The USA has adapted to this new reality by increasing its defence budget in recent years. At the same time, several European countries have either increased their military spending or announced their plans to do so. This is partly due to Russia’s increased activity, but also because of pressure from the USA to meet NATO’s goal of spending two per cent of GNP on defence. Interest in more enhanced defence cooperation within EU has also intensified.

Russia and China’s advanced positions are posing new demands on our decision-makers.

“We have to seriously think about what the changing global balance of power means for Sweden,” says Olsson.

A unique study – several variables considered

What distinguishes the report, “Defence Economic Outlook,” is that it looks at multiple factors to illuminate different aspects of the global military and the economic balance of power.

In order to obtain a picture that is as correct as possible, the study investigates how much money countries spend on the military and how much equipment they have access to, as well as the quality of the equipment each great power has.

“What we do is focus on what different countries get for their money.
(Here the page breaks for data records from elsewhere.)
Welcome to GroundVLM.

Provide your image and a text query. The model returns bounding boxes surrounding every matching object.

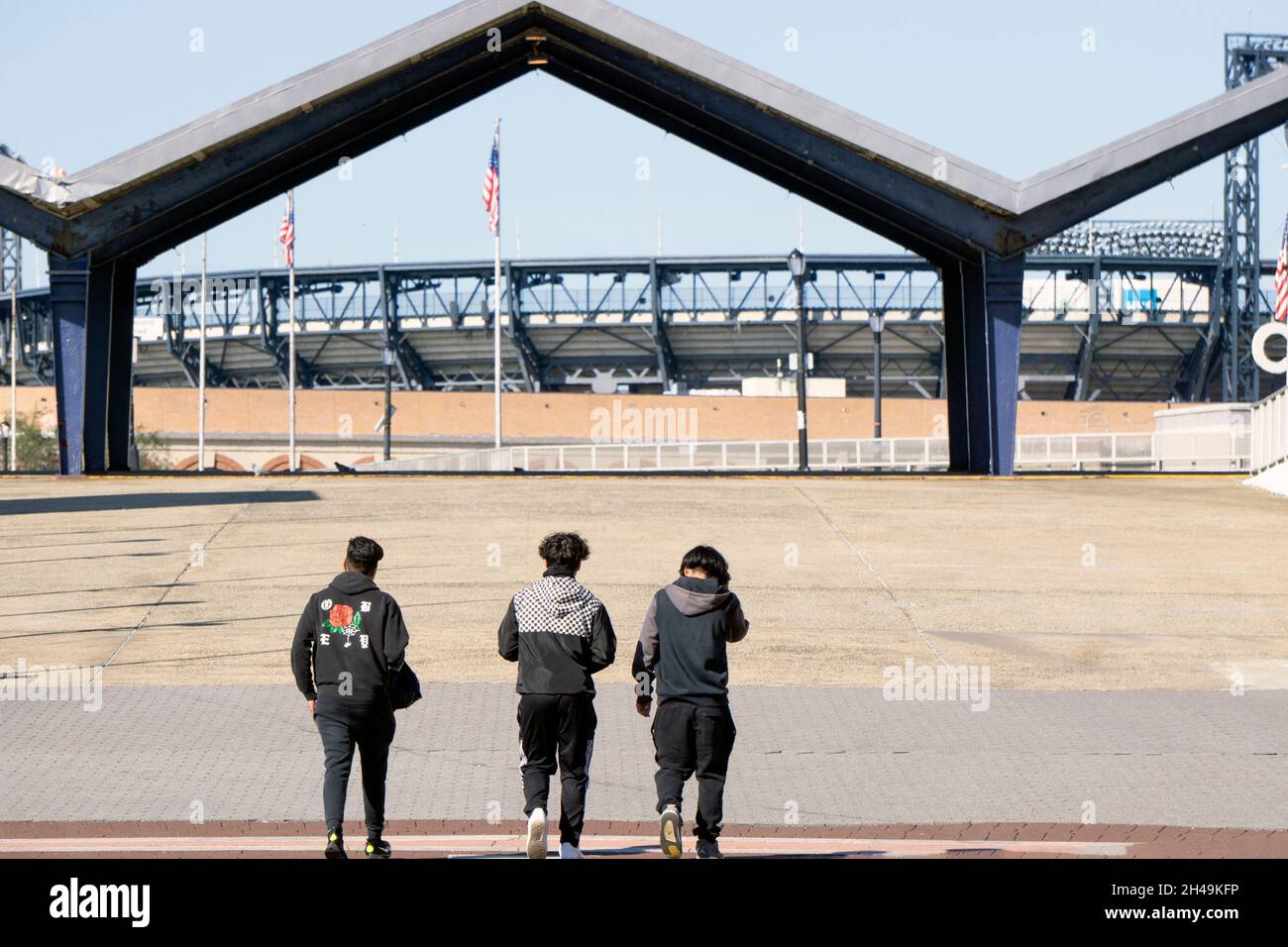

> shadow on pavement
[0,489,318,515]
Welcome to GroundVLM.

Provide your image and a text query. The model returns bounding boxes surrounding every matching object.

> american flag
[483,126,501,233]
[1275,218,1288,322]
[277,202,295,266]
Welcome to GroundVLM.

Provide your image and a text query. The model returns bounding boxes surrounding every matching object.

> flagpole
[286,188,295,473]
[197,233,209,473]
[492,117,501,449]
[9,274,18,473]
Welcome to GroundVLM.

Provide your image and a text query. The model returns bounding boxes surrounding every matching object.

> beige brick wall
[10,386,1168,442]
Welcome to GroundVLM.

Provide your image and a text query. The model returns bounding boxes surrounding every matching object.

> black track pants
[653,699,738,839]
[313,697,395,835]
[519,693,599,845]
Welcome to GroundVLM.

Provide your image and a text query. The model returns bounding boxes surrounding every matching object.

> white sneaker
[658,805,684,858]
[528,809,546,858]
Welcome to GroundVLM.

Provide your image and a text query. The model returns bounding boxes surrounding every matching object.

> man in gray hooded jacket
[631,546,751,858]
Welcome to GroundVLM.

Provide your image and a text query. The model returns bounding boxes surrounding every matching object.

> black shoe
[698,839,724,858]
[323,828,349,858]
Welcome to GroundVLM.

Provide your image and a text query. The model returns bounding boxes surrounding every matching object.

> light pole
[868,313,885,441]
[787,250,808,473]
[380,346,394,460]
[868,273,885,441]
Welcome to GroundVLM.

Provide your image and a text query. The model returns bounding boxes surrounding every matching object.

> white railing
[1249,388,1288,474]
[360,425,1250,473]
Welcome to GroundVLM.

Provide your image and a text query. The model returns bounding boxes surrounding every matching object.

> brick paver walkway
[0,684,1288,841]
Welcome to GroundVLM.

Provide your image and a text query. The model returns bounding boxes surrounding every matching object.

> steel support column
[106,261,138,472]
[943,257,1024,476]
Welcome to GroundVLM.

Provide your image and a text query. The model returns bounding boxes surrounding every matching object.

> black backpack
[389,661,421,710]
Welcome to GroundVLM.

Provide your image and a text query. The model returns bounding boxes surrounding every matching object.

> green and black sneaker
[325,828,349,858]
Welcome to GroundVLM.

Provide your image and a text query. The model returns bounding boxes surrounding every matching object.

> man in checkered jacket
[497,532,617,858]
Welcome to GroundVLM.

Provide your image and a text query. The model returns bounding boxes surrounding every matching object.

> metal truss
[0,229,1270,401]
[1221,34,1288,401]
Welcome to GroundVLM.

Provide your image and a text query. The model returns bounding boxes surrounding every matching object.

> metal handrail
[361,425,1251,473]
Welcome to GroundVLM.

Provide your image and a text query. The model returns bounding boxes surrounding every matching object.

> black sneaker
[323,828,349,858]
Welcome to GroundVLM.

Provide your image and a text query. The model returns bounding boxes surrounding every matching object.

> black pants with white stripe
[519,693,599,845]
[653,699,738,841]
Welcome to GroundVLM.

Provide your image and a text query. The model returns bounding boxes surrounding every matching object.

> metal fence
[1250,388,1288,474]
[361,425,1250,473]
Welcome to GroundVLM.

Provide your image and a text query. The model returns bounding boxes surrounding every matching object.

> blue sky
[0,0,1288,284]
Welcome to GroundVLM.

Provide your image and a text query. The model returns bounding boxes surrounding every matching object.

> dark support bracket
[648,261,684,393]
[49,254,136,474]
[107,261,138,473]
[943,256,1024,476]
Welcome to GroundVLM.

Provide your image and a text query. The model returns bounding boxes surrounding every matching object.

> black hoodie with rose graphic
[291,573,408,703]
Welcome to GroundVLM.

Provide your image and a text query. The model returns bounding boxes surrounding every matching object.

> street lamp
[868,273,885,441]
[868,312,885,441]
[380,344,395,460]
[787,250,808,473]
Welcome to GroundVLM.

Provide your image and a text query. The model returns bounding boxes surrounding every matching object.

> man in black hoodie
[291,536,407,858]
[497,532,617,858]
[631,546,751,858]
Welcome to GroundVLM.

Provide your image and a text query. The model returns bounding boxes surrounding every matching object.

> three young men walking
[291,532,750,858]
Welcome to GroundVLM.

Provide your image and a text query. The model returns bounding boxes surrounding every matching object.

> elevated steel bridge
[0,222,1272,401]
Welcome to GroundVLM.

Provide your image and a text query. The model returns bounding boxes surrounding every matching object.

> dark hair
[345,536,385,576]
[680,546,729,585]
[537,532,590,569]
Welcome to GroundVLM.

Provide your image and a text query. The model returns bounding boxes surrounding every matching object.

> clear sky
[0,0,1288,284]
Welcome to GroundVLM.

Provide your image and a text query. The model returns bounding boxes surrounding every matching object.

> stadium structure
[0,0,1288,474]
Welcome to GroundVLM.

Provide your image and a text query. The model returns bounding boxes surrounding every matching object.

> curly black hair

Russia spends about as much on its military as France, but its navy is just as large as, and its army has more materiel than, what the four major European powers (France, Germany, the UK and Italy) have combined. On the other hand, European equipment is generally more modern. All this affects the balance of power, so if you look at only one perspective, there’s a lot you will miss,” says Per Olsson.

The USA continues to dominate in the air and under the seas

The analysis of the military equipment involves the numbers of warships, submarines, tanks, artillery pieces and combat aircraft major global powers have access to. The equipment is categorised according to both how modern it is and the capacity it has. Some examples of the classification are the number of missiles, as well as their range and maximum speed. The USA still has a qualitative advantage, especially in the air and under the water. But, within most other areas, rival great powers such as China and Russia have narrowed the gap.

“Our conclusion is that in ten years the USA will still be the world’s dominant military power. But this dominance will have been reduced dramatically as the other major powers, primarily China, continue to advance. We are moving towards a multipolar world order. This doesn’t necessarily mean, however, that the USA will lose its global leadership, which relies on alliances as much as its own strength,” says Per Olsson.